- Genre: Political cabaret
- Presented by: Dieter Hildebrandt
- Country of origin: Germany
- Original language: German
- No. of episodes: 66

Original release
- Network: ZDF
- Release: 26 August 1973 – 22 November 1979

Related
- Neues aus der Anstalt (2007)

= Notizen aus der Provinz =

German political cabaret TV program

Notizen aus der Provinz (German for "News From the Province") is a political cabaret program that was hosted by Dieter Hildebrandt and broadcast by ZDF from 1973 to 1979. After its cancellation, it would be the last such program on the channel until Neues aus der Anstalt premiered in January 2007.

==About the show==

===History===
Notizen aus der Provinz was the second attempt to establish a political cabaret show in German television after the Norddeutscher Rundfunk (NDR) had tried out a similar concept, Hallo Nachbarn! (based on the BBC show That Was the Week That Was), in 1963. Hildebrandt had previously worked on Rückblende for the NDR in which he featured in the persona of a politics-analysing roofer.

===Conception===
The program was created as a satirical news magazine and as such did not feature an intricate studio decoration. Instead, Hildebrandt — feigning provincial innocence — would sit on a desk and comment on recent events from a satirical perspective, combined with 3 to 5 minute long clips about the subjects.

===Reception===
The show proved soon to be popular with the audience, receiving an audience rating between 30% and 45%.

==Controversy==
Like Hildebrandt's later program, Scheibenwischer, the Notizen were frequently attacked by conservative politicians, most notably by those of the Christian Social Union of Bavaria (CSU) and the Christian Democratic Union which served only to increase its popularity.

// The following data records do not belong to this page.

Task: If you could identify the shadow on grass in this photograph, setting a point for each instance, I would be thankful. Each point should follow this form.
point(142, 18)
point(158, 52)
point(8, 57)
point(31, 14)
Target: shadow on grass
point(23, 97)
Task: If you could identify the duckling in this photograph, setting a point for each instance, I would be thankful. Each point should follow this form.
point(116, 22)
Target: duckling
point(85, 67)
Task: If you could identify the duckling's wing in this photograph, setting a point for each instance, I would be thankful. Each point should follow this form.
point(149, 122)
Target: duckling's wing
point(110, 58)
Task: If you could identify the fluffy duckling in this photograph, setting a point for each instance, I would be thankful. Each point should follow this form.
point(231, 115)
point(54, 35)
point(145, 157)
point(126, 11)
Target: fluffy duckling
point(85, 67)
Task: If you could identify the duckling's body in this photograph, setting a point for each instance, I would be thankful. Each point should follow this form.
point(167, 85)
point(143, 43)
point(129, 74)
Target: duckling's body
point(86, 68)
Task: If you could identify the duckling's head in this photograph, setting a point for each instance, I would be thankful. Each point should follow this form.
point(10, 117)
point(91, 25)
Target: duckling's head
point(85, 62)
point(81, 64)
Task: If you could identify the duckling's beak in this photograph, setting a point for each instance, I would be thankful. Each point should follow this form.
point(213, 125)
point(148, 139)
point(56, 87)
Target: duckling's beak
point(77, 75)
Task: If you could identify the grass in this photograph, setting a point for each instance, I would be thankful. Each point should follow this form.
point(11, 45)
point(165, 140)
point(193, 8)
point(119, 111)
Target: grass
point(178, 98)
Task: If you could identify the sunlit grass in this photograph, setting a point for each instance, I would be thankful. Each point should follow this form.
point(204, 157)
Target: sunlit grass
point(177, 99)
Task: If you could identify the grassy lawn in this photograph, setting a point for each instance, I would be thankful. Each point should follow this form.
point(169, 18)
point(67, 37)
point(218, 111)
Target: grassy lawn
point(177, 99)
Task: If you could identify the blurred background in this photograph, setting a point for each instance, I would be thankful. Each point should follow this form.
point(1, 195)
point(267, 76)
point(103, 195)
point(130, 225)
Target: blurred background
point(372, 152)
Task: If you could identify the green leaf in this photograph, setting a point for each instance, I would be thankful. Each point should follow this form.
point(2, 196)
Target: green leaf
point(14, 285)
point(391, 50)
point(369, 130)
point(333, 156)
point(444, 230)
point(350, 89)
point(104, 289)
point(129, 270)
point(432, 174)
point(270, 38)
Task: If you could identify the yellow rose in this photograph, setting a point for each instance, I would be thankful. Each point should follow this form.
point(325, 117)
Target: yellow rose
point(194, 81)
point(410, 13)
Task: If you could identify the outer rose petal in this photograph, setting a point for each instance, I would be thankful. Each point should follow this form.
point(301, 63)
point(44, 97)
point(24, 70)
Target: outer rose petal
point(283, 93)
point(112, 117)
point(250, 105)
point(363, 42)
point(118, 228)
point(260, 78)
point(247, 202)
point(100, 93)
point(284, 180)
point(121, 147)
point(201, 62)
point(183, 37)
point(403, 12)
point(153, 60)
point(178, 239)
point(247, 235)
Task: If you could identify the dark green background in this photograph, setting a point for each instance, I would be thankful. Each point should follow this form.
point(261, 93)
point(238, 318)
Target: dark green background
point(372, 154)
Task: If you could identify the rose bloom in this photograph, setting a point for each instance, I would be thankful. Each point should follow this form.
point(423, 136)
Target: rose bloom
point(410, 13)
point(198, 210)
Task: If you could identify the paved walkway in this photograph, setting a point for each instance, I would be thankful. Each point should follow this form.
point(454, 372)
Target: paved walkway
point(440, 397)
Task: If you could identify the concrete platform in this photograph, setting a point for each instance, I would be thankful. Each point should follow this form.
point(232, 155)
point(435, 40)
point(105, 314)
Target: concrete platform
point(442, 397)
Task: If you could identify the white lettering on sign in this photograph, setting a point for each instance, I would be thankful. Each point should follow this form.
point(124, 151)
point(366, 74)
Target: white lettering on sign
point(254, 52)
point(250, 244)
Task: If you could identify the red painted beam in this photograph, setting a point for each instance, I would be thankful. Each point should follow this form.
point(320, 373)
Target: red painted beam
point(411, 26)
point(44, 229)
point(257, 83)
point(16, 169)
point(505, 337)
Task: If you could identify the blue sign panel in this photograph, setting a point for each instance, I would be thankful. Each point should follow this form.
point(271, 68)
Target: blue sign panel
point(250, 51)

ZDF stopped production and broadcasting of two episodes as their content was deemed too controversial by the channel's authorities:
- In 1975, parts of an episode concerning abortion were censored and not broadcast. The censored parts contained the introduction of a fictional new law that would make sterilisation mandatory based on the number of the Personalausweis of men affected. Hildebrandt was awarded the Adolf-Grimme-Preis in 1976 for those parts.
- The 45th episode, due to be broadcast on 27 October 1977 and to deal with the topic of terrorism and the German Autumn, was cancelled. According to ZDF, the decision not to produce the episode was made by the editorial staff of the program while Hildebrandt commented in his autobiography Was bleibt mir anders übrig that the channel's management had deemed terrorism a taboo topic for satire and unsuitable for coverage in the program.

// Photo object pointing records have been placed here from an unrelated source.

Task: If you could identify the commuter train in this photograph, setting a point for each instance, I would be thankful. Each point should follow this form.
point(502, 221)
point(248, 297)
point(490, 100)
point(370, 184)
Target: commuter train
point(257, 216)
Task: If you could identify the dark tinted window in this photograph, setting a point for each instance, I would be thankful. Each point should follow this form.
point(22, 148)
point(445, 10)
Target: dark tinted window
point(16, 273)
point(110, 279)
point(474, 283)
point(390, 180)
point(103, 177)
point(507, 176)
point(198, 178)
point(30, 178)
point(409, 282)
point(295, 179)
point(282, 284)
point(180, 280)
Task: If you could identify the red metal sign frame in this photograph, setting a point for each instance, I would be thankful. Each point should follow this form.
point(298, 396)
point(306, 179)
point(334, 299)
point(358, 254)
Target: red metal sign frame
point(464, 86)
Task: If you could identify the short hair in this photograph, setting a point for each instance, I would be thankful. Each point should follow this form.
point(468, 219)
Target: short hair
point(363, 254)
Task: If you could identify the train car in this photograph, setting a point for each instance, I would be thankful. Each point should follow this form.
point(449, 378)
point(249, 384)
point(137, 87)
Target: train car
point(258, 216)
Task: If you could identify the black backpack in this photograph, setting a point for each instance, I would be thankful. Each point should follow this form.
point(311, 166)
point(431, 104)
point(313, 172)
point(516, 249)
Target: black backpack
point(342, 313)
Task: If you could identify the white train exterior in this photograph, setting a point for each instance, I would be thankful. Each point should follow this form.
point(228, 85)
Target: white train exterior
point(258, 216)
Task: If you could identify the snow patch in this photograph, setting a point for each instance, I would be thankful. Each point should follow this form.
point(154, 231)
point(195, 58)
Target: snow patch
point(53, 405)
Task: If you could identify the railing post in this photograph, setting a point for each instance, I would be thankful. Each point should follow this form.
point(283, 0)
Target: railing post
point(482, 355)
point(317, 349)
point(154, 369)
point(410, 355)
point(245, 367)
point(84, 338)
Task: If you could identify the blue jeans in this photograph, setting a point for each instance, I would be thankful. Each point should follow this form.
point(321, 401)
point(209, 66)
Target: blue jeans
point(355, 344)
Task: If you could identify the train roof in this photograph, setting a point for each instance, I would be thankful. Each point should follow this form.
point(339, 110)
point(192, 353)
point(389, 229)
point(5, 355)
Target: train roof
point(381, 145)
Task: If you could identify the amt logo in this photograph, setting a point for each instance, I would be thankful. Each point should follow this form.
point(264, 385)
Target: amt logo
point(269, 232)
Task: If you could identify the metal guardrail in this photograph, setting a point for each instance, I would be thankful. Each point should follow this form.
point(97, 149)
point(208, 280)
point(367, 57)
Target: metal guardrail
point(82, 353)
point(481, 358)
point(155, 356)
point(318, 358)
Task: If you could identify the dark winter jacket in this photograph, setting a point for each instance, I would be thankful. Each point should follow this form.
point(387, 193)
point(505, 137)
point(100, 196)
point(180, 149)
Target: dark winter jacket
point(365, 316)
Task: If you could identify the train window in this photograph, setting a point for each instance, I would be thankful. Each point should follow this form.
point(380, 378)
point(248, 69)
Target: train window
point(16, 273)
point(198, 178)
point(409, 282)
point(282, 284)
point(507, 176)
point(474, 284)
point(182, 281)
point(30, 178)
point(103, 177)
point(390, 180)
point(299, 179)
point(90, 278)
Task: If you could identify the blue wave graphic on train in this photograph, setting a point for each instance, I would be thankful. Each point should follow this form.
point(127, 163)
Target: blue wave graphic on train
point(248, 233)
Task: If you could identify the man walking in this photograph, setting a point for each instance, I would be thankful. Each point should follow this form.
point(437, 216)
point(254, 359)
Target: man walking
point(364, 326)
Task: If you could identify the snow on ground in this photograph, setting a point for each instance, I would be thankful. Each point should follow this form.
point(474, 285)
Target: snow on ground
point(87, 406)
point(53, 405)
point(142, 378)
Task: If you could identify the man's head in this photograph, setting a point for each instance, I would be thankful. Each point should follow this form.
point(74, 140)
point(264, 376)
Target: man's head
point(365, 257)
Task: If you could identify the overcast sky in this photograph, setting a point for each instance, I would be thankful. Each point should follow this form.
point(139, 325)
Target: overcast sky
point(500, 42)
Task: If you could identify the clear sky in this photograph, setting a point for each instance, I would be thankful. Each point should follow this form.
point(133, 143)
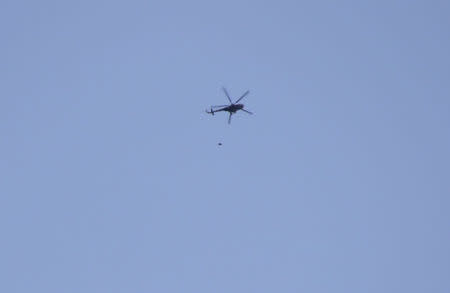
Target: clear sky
point(112, 179)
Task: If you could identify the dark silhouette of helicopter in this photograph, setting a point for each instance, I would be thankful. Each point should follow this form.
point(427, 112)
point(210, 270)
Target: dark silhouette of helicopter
point(232, 108)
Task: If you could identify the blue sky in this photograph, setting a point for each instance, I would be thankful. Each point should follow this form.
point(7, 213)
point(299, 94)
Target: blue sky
point(112, 179)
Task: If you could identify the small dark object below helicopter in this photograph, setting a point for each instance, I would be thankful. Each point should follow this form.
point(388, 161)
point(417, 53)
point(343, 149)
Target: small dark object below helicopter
point(232, 108)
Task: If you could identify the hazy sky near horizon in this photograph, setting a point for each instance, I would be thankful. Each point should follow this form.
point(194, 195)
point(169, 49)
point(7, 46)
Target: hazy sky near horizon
point(112, 179)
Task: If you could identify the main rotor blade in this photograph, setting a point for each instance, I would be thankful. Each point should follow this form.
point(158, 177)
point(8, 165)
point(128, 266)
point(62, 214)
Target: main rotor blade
point(246, 93)
point(226, 93)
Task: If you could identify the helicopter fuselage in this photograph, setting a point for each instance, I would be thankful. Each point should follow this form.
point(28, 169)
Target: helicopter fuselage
point(233, 108)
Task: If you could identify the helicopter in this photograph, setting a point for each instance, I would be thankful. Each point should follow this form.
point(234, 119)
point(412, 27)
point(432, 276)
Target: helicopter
point(232, 108)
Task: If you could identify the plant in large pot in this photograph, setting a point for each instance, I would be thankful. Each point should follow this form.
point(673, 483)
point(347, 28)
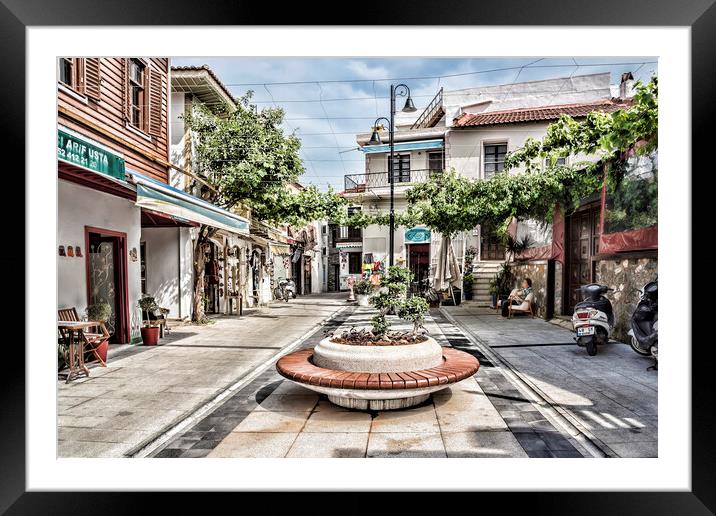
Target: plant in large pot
point(100, 312)
point(363, 289)
point(150, 332)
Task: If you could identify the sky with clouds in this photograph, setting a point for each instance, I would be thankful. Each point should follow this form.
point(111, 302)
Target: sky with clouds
point(329, 100)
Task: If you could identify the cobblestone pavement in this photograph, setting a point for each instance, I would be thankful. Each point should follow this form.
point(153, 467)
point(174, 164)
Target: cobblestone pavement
point(611, 399)
point(484, 416)
point(147, 390)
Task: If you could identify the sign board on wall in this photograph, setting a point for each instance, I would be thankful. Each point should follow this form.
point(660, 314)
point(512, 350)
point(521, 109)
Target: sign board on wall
point(417, 236)
point(78, 150)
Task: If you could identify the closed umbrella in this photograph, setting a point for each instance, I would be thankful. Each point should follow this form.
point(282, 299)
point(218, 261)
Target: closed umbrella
point(447, 272)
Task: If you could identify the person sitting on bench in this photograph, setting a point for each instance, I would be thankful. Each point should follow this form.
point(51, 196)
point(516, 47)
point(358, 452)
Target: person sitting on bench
point(517, 296)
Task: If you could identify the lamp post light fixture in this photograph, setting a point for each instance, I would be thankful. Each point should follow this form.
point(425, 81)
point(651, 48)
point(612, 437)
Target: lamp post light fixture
point(403, 91)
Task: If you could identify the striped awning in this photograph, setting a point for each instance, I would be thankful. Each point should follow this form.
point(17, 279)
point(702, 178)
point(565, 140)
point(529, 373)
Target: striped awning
point(158, 196)
point(404, 146)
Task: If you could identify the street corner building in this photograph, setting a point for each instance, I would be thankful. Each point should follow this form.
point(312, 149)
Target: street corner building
point(611, 238)
point(126, 222)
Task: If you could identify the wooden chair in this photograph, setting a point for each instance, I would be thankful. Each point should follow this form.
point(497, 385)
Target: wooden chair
point(527, 306)
point(92, 340)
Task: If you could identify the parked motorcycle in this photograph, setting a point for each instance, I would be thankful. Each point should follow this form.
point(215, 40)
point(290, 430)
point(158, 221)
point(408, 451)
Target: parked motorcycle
point(286, 288)
point(593, 318)
point(645, 322)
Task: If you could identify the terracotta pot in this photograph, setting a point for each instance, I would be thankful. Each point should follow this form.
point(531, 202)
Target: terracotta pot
point(150, 335)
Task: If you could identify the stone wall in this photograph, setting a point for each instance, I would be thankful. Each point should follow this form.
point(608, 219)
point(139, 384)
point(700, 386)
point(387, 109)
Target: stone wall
point(626, 276)
point(537, 272)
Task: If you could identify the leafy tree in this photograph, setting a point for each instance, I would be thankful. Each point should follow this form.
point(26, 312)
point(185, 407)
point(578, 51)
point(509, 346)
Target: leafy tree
point(245, 161)
point(449, 203)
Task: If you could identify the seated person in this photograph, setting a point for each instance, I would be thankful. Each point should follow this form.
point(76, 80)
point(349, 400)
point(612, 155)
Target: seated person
point(517, 296)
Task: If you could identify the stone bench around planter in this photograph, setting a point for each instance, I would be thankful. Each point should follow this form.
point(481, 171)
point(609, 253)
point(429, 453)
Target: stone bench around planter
point(377, 390)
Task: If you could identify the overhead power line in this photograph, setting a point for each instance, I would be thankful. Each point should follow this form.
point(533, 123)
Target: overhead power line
point(426, 77)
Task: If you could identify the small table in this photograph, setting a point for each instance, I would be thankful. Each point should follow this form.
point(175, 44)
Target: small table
point(76, 350)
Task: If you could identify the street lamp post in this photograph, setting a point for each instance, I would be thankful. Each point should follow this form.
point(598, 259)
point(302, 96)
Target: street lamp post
point(403, 91)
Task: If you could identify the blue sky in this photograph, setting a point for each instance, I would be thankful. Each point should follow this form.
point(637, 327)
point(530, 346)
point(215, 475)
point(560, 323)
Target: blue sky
point(340, 97)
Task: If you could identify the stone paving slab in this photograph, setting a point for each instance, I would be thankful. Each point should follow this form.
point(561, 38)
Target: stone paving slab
point(611, 396)
point(145, 391)
point(482, 416)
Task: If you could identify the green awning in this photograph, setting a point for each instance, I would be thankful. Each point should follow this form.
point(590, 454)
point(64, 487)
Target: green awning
point(157, 196)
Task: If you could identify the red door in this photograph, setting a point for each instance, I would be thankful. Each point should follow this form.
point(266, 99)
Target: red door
point(106, 268)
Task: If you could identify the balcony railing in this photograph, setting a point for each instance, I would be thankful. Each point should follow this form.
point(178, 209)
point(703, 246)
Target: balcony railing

==Indefinitely on hiatus==
In 1979, the ZDF chief of programming, Dieter Stolte, urged for the program to be put on hold. Officially this was declared as a "creative break" although Hildebrandt and others surmised that Stolte wanted to avoid the show influencing the 1980 federal elections. In the same year, ZDF stopped the collaboration with Hildebrandt who was considered "politically biased". Hildebrandt's persona as the innocent commentator from the province proved to be easily identifiable by the public and as such, identification with his satirical opinions about politicians was deemed very likely.

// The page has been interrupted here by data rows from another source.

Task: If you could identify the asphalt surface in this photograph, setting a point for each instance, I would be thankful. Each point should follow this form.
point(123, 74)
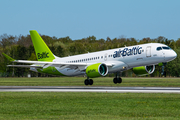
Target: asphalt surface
point(89, 89)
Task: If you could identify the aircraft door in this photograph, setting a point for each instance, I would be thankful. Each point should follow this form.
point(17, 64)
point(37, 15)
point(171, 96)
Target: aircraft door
point(148, 51)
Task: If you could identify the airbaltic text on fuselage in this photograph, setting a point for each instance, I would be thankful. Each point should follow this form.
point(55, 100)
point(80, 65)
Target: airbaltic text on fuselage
point(43, 55)
point(128, 52)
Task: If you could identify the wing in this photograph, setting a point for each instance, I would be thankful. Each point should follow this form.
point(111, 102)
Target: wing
point(41, 64)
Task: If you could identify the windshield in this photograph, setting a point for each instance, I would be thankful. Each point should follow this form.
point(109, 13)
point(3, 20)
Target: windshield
point(166, 48)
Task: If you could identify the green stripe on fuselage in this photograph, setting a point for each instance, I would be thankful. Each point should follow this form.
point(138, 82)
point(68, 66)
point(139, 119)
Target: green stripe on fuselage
point(50, 70)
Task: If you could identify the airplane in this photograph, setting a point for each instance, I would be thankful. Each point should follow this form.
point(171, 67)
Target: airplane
point(140, 58)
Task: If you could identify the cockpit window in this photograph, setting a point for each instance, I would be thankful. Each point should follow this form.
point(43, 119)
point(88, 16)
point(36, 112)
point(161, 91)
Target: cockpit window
point(166, 48)
point(159, 48)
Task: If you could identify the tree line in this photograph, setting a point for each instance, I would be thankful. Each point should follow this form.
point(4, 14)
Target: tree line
point(21, 47)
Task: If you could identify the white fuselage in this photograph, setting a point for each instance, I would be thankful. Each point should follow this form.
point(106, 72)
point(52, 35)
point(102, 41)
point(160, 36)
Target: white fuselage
point(121, 58)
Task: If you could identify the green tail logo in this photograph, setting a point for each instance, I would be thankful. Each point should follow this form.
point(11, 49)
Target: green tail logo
point(43, 53)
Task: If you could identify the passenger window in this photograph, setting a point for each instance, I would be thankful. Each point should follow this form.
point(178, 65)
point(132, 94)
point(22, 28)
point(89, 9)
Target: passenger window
point(159, 48)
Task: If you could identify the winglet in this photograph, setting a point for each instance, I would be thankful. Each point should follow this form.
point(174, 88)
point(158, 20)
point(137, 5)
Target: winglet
point(8, 57)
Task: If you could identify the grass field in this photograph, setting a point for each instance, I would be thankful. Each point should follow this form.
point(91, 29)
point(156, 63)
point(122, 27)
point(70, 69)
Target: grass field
point(79, 81)
point(54, 105)
point(83, 105)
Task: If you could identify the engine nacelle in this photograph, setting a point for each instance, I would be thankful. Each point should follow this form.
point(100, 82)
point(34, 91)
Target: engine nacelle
point(97, 70)
point(144, 70)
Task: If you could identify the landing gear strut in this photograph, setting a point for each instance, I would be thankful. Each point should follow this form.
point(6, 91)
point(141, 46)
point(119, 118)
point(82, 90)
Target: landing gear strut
point(117, 79)
point(163, 67)
point(88, 81)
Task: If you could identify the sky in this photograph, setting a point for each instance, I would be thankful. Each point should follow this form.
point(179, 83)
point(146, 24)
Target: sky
point(83, 18)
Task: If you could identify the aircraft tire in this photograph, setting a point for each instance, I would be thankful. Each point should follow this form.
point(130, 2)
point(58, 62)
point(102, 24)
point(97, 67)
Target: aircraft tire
point(119, 80)
point(115, 80)
point(90, 82)
point(86, 82)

Officially the program is still on hiatus, with "Jahr des Kindes" being the last episode aired on 22 November 1979.

==Legacy==
After the effective cancellation of the Notizen, Hildebrandt switched to the Sender Freies Berlin (SFB) where he founded the Scheibenwischer as a similar program that ran until 2009. ZDF would ban political cabaret from its programming until January 2007, when it was decided to broadcast a new cabaret program, Neues aus der Anstalt.